School Board Candidate Events. Jessica Biggs holds her launch event to campaign for school board president on Thursday. Norma Rios-Sierra, incumbent in District 3A, is holding a fundraiser on April 24. Claudia Peralta, candidate in District 1B, is holding a fundraiser on April 30.
State of the Arts Convening. Join Ingenuity at the Art Institute of Chicago on April 29 for a lunch gathering and celebration of the arts in Chicago Public Schools. Registration here.
Heads-Up! On April 9, the Chicago Board of Education announced it would change its process for posting notices of meetings. The board will now include weekends and holidays when it calculates the 48-hour advance notice needed to post information about an upcoming meeting. Given the number of special board meetings we've seen in the last year, this suggests board-watchers will need to keep their eyes peeled.
Seen

In 1995, the Logan Square Neighborhood Association (now Palenque LSNA) and a group of neighborhood schools founded the Parent Mentor Program, which hires CPS parents, mostly Black and Latina moms, to tutor children for 2 hours a day, four days a week, and receive training in instructional practices and community leadership on the fifth day. Long-term research has shown that the 97% of children of parent mentors graduate from high school and 87% go on to college.
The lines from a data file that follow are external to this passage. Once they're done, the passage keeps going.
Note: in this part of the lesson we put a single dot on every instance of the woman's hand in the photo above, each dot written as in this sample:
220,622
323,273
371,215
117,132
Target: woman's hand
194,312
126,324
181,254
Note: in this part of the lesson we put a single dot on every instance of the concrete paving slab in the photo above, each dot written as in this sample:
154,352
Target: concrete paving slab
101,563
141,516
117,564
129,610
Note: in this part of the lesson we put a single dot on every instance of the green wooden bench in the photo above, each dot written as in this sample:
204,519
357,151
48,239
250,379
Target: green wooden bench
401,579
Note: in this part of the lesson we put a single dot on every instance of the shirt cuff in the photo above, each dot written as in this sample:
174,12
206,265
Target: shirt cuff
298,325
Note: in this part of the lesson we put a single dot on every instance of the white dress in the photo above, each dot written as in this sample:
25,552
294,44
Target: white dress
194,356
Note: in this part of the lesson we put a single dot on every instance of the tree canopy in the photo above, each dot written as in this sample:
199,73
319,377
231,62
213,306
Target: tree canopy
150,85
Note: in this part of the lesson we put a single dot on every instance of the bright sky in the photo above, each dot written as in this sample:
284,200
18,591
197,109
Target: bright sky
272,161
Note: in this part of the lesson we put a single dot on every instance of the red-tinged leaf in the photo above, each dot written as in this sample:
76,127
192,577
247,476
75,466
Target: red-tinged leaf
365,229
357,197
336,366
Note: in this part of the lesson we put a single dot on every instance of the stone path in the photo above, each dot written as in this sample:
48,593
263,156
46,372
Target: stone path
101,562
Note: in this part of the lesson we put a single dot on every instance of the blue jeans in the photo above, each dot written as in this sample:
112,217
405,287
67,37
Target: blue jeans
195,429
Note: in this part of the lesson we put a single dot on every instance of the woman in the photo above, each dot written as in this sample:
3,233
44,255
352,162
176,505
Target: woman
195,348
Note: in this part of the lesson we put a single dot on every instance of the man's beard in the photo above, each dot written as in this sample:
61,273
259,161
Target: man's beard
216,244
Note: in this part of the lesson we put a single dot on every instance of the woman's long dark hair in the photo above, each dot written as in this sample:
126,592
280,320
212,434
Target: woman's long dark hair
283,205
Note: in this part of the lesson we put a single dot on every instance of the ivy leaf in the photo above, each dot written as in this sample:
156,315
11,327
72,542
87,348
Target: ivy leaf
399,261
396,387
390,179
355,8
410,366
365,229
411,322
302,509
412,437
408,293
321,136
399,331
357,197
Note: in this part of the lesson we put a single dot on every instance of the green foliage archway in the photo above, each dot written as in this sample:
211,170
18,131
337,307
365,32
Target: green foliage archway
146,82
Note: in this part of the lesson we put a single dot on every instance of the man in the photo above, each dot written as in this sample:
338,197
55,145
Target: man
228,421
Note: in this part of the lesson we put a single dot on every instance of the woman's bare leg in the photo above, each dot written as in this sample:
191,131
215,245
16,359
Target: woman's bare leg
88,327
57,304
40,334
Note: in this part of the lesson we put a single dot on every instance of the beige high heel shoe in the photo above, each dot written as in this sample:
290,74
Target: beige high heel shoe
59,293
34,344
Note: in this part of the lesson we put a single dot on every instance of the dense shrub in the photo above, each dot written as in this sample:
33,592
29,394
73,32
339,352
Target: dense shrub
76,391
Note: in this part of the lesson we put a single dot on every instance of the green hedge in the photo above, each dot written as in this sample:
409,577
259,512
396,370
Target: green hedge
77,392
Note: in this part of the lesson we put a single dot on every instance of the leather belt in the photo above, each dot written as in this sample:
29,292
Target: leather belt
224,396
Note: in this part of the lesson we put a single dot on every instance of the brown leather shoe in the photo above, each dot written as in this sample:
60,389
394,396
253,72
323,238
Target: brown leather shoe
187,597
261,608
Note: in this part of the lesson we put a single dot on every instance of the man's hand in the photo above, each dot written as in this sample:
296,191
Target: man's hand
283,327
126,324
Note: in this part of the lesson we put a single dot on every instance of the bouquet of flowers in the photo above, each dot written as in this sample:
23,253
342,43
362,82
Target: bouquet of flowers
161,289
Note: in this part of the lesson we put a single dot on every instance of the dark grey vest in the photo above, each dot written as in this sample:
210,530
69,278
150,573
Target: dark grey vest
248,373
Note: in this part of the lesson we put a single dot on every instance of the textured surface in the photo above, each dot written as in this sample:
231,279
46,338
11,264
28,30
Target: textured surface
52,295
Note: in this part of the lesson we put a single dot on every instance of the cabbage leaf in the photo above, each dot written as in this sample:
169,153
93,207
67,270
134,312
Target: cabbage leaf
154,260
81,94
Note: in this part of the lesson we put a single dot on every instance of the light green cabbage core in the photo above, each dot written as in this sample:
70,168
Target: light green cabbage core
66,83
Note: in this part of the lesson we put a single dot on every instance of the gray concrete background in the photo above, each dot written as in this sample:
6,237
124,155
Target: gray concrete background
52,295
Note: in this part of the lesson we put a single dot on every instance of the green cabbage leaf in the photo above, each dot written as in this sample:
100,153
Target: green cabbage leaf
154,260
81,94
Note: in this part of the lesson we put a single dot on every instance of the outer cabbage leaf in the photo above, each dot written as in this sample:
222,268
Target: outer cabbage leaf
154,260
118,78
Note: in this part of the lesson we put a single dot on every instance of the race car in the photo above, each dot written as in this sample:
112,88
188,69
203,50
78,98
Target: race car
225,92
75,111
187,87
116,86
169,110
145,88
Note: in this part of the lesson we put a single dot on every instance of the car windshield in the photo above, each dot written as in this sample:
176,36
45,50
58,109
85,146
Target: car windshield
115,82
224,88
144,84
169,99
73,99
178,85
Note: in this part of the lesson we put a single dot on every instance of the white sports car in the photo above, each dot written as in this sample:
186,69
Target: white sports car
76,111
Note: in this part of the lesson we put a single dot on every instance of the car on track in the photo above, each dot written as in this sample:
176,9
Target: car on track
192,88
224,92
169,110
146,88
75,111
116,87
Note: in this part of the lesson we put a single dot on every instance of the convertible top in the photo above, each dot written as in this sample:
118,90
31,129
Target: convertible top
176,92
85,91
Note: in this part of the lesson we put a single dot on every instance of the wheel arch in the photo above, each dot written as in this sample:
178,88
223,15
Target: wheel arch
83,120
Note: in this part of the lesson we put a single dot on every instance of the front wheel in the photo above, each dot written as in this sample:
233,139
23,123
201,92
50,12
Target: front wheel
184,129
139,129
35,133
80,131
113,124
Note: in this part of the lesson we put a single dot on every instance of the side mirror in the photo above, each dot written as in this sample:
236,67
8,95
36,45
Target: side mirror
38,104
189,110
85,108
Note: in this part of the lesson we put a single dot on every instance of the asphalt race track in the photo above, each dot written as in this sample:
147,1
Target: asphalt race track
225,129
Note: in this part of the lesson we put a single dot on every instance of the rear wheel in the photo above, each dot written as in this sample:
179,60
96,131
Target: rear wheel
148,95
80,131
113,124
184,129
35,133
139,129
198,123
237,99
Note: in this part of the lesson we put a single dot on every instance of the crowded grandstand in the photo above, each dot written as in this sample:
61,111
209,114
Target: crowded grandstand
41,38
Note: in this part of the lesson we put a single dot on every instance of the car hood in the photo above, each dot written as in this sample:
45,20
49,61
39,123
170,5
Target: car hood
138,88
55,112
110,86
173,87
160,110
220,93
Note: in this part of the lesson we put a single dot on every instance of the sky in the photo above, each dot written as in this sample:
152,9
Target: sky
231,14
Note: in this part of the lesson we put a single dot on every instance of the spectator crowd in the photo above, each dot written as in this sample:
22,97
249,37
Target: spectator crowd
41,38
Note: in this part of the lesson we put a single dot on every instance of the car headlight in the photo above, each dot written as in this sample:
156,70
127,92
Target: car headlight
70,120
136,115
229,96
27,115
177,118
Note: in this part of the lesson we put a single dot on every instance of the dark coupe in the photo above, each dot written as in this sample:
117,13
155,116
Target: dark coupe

In addition to helping children learn, parent mentors build trust with each other, with teachers and school staff, and with other parents in their schools. In 2005, the Southwest Organizing Project successfully replicated the program, and in 2012 the two community organizations won funds to expand it statewide. Today, the Parent Engagement Institute stewards Parent Mentor programs across Illinois and beyond.
"It's a joy when they see me, I love it," said Duwana Denton, a first-year parent mentor who works with a kindergarten class at Mann Elementary in South Shore. "Whatever children don't know, we're gonna teach them. And we just love what we do."